Thursday, 19 November 2015

Sleep No More (Punchdrunk)

Sleep No More is an immersive theatre and dance production based on Macbeth that has been running in New York for a number of years. Recently they extended their run to include a time I was actually going to be in the city, which meant that I could see it, finally; until now, the only Punchdrunk show I’d been able to see was Against Captain’s Orders, which I felt was fun but too controlled and linear.

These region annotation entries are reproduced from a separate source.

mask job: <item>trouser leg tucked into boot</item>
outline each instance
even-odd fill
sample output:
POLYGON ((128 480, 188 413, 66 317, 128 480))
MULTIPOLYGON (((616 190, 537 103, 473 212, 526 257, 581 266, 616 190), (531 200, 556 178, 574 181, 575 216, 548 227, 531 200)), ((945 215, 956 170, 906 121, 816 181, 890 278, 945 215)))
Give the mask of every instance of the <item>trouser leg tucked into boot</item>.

The same criticism certainly can’t be applied here. Sleep No More takes place in the big, multistory “McKittrick Hotel” (not an actual hotel). The audience is masked, but free to wander. The whole place has been dressed as a complex set, with furniture and scenery features representing everything from a graveyard at night to an early 20th century mental institution. Scenes from Macbeth are staged as physical vignettes with no or almost no dialogue: these vignettes are mimed or (in some cases) danced, often in slow motion. There were some additional vignettes where it wasn’t clear to me how what I was seeing related to the plot of Macbeth, as well. Indeed, understanding a plot wasn’t really the point of the experience, as far as I could tell.

I did see a ritual performed by the witches: lots of strobe lights and nudity and fake blood and loud music. One of the performers took off his bull-head mask and set it on a counter near me. In the flashes of light it seemed to be staring at me, daring me to touch it.

I saw a murder, sort of: the actual killing took place behind a bar. I saw a ballroom dance; I saw the same room later, full of fake Christmas trees, which I took for Birnam Wood. My husband says it was a maze, and that by solving it, he found a nurse writing in mirror-writing on the bark of a tree.

I saw the banquet attended by Banquo’s ghost three times over, by accident. I saw Macbeth bathed, and Lady Macbeth mad, and Macbeth hanged by a noose until the lights cut out. I also saw a nurse at a mental institution dancing wildly on a table, and a guest checking into a hotel, and someone (Duncan, I think?) being shaved by a manservant who did not seem very careful.

Beforehand, friends told me that the cast members sometimes took individual audience members aside for scenes that included some private agency, but that otherwise I shouldn’t expect to have any control over the story to speak of (this proved to be true); also that I should concentrate on following actors around, since just wandering the set might not prove very satisfying. In spite of this advice I did sometimes look through the props, and this provided serendipitous moments: just after seeing Lady MacDuff in a pregnant swoon, opening at random a book of common prayer in one of the bedrooms, I ran across the prayers for a woman who has given birth. In a digital work, this would have felt heavy-handed.

I had not realized that following the actors around would actually prove to be challenging. The dance scenes themselves are typically languid, continuously expressing a single emotion, but when they end the actors scatter, often walking at speed, sometimes almost running down hallways and up stairs and through doors that close behind them. It is very dark. In places it is very crowded, with audience members moving in different directions. At least once I simply lost an actor I was trying to follow.

But I am sure this was part of the intended effect. The whole piece felt designed to get the audience to play a role they were only half-conscious of being asked to play. During the shaving scene, the manservant ostentatiously set up a huge mirror in front of Duncan. Many of the audience moved, automatically, to the spot where they could both watch the servant and see Duncan in the mirror. The creation of a best vantage point ensured that someone would stand in it.

I watched the characters pursued down corridors by a dozen white-masked impassive figures. I watched Lady Macbeth move through a dense crowd of voyeurs: they parted to let her pass but closed in again behind. I saw the pregnant Lady Macduff collapse in front of an audience member who simply took a step back and stared down at her. I stopped thinking of the audience as lacking agency and began to see them/ourselves as the most important part of the drama. The vignettes Sleep No More adapts from Macbeth are vignettes of fear, dread, and bad conscience. The audience became the Erinyes to these characters. In their most extreme states of madness and desperation the actors would occasionally seem to recognize our presence: a sign that they were deep in guilt.

Once Lady Macbeth passed in front of me in a hallway. I wasn’t expecting her, but I turned and followed, smiling savagely under my mask.